2. How design-arounds may occur (claim-feature shifts)
The principal levers are:
- change the administered dosing away from the claim’s “about 250 mg/day” or “about 125 mg BID” anchor
- avoid the specific indication framing (HIV-associated diarrhea vs HAART-associated diarrhea) in a way that is consistent with clinical documentation
- avoid alignment with key timing/duration-dependent dependent claims by using regimens outside the bands (though claim 1 remains a baseline if the dose anchor and method steps are met)
3. How clinical trial planning interacts with these claims
These claims align tightly to clinical assessment components:
- stool consistency and watery vs total bowel movements
- urgency and fecal incontinence days/week
- abdominal pain/discomfort score
- baseline-referenced changes
- onset at day 3 and late-phase increases after 4 months
Trials designed to prove effectiveness will typically measure these parameters; that creates fact patterns that can be used to map onto dependent claims even when label language differs.
Key Takeaways
- US 9,585,868 is a method-of-use patent centered on crofelemer dosing for HIV-associated diarrhea and HAART-associated diarrhea in HIV-positive subjects.
- The claims’ enforceable core is anchored on about 250 mg/day or about 125 mg twice daily (Claim 1).

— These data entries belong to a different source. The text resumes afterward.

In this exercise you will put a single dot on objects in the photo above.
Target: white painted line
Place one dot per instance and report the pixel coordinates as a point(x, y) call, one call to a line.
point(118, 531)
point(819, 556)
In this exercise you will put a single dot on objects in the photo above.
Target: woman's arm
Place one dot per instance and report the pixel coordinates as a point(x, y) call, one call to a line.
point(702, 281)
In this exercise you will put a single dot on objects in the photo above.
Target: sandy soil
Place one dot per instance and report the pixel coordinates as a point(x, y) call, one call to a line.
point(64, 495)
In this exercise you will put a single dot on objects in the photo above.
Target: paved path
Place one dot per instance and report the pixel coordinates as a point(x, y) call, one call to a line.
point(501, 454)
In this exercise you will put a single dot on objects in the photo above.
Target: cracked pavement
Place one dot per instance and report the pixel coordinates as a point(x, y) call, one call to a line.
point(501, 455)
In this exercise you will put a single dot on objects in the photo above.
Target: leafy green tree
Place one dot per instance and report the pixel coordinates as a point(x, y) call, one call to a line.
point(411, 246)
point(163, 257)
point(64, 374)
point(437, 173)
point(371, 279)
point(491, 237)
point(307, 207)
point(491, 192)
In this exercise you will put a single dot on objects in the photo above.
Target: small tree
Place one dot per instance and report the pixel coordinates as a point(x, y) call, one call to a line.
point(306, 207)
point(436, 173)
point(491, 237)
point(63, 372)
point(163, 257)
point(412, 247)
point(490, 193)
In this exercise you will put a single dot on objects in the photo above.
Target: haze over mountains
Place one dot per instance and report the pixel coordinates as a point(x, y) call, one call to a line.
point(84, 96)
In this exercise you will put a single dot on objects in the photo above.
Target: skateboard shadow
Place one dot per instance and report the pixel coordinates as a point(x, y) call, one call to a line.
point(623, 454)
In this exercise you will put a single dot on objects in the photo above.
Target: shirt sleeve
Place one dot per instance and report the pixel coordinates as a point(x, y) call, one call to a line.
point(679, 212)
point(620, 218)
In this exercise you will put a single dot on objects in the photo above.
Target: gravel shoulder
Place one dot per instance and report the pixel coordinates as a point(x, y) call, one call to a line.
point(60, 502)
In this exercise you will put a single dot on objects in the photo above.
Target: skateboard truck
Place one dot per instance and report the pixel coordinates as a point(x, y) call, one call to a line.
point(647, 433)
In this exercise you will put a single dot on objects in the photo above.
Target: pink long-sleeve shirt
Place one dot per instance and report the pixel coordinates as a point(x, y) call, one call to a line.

- Dependent claims add strong additional hooks around treatment duration, onset (day 3), response increasing after day 3 and after >4 months, and specific clinical endpoints (watery/total bowel movements, stool consistency including formed stools from watery stools, urgency/incontinence days/week, abdominal score, and worsening-visit metric).
- Subgroup limitations include male-only (Claim 19) and protease inhibitor-experienced subjects (Claim 20), which can matter in eligibility criteria and evidence stratification.
- The landscape risk for competitors is highest when their US clinical protocols and real-world prescribing follow the dose anchor and generate outcomes using the claimed endpoint constructs.
FAQs
1) Is US 9,585,868 a composition-of-matter patent?
No. It is a method of treatment claim set.
2) What dosing regimens define the claim coverage?
The claims anchor to about 250 mg/day or about 125 mg twice daily.
3) Do the dependent claims require day 3 improvement?
Dependent Claim 4 does, but Claim 1 does not. Day-3 improvement is an added limitation only for that dependent claim.
4) What clinical endpoints are explicitly included as “ameliorating”?
They include decreases in bowel movements and watery bowel movements, stool consistency moving from watery to formed stools, abdominal pain/discomfort score improvement, decreases in urgency and fecal incontinence days/week, and decreases in unscheduled worsening visits (Claim 12, with sub-claims 13–18).
5) Does the patent cover patients with prior protease inhibitor use?
Yes. Claim 20 covers treating or improving HIV-associated or HAART-associated diarrhea in HIV-positive subjects who previously used protease inhibitors, using the same crofelemer dosing.
References
[1] United States Patent Application / Patent US 9,585,868 (claims as provided in the prompt).